News & Advocacy
State Advocacy Update: Moving Forward on Our Priorities
posted: January 4, 2022
By Monica Hueckel, OSMA Senior Director of Government Relations
The 2021 year is coming to a close, and the Ohio Association of Rheumatology has made the best of another somewhat challenging year during the ongoing COVID-19 pandemic with respect to our advocacy agenda. In the coming year, we will work to expand upon the groundwork from 2021 and move forward on our priority legislative goals.

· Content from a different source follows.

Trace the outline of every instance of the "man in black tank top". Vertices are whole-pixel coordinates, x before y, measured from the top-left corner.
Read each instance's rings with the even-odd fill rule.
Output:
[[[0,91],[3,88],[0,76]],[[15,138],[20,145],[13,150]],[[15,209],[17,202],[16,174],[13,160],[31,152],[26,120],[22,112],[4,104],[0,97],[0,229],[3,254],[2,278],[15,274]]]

Here's a summary of the work we have accomplished on our major legislative issues from this year, and a look ahead to 2022:
Virtual Advocacy Day
On Friday, May 7th, 2021, the OAR conducted its second virtual Advocacy Day. During the prior general assembly, in September 2020, OAR did a similar Advocacy Day event in a virtual setting for the first time. Speaking with elected officials and connecting on key issues via Zoom is the next best thing to meeting in-person at the Statehouse, and a small group of OAR members took this opportunity as a valuable chance to advocate for our biggest legislative priorities to our legislators, including:
Non-medical switching occurs when patients are forced to switch to a different medication in the middle of a plan year for no medical reason due to formulary changes from the health insurer. House Bill 153, reintroduced legislation from the previous general assembly, would prohibit insurers from engaging in the practice of non-medical switching.
This bill, sponsored by Rep. Beth Liston (D-Dublin) and Rep. Sara Carruthers (R-Hamilton), would avoid the disruption of a physician’s ability to exercise their medical expertise and help their patients caused by abrupt and unwarranted treatment changes. Additionally, HB 153 would prohibit private health plans from increasing patient cost-sharing or from moving drugs to a more restrictive tier during a plan year.
Dr. Stephanie Ott provided supportive testimony for HB 153 in May 2021, telling the House Insurance Committee about the impact of non-medical switching on her patients. “Physicians may spend multiple years of trial and error finding a treatment regimen that properly manages their condition. The resulting course of treatment must carefully balance each patient’s unique medical history, co-morbid conditions, and side-effect balancing drug interactions. This equilibrium is carefully chosen and tenuous. Even slight derivations in treatment and variations between drugs, even those in the same therapeutic class, can cause serious adverse events.”
This continues to be a priority issue for OAR, and we will continue to pursue progress for this bill in 2022.
Health plans and pharmacy benefit managers (PBMs) may apply co-pay accumulator adjustment policies when patients attempt to use copay assistance programs. These prohibit a patient’s copay assistance amount from count toward their deductible and maximum out-of-pocket cap.
House Bill 135 would require insurers and PBMs to count all payments made by patients directly or on their behalf toward their deductibles and out-of-pocket costs, increasing predictability as vulnerable patients face high out-of-pocket costs for their prescriptions. This legislation is sponsored by Rep. Susan Manchester (R-Waynesfield) and Rep. Thomas West (D-Canton). There have been several hearings on the bill this year, and OAR provided proponent testimony in March, urging the House Health Committee to “protect patients’ pocketbooks” and continuity of care by supporting House Bill 135.
OAR will continue to push for advancement of this legislation in 2022.
Scope of Practice – APRN Independent Practice
OAR advocates for team-based care with the physician at the head of the care team. For years, the legislature has been asked to act in response to a variety of independent practice proposals for APRNs. OAR is in continued opposition to the APRN independent practice legislation, House Bill 221.
The bill would allow advanced practice registered nurses to practice independently with no physician oversight and is sponsored by Rep. Tom Brinkman (R-Mt. Lookout) and Rep. Jennifer Gross (R-West Chester), who is a nurse practitioner. The bill has yet to have any committee hearings, but we will continue to keep an eye on the issue in the coming year.
HB 122, sponsored by Rep. Mark Fraizer (R-Newark) and Rep. Adam Holmes (R-Nashport), would modify requirements related to the provision of telehealth services in Ohio. The bill passed out of the House earlier this year, and out of the Senate this month. Governor DeWine is expected to sign HB 122 into law soon.
The State Medical Board of Ohio recently voted to extend the moratorium on enforcement of in-person patient care requirements until March 31, 2022. The physician community has been advocating for extension (or permanent change) to the rules related to telehealth, which were adjusted near the start of the COVID-19 pandemic. HB 122 contains provisions that would make many of the telehealth rule changes which were enacted due to the pandemic permanent.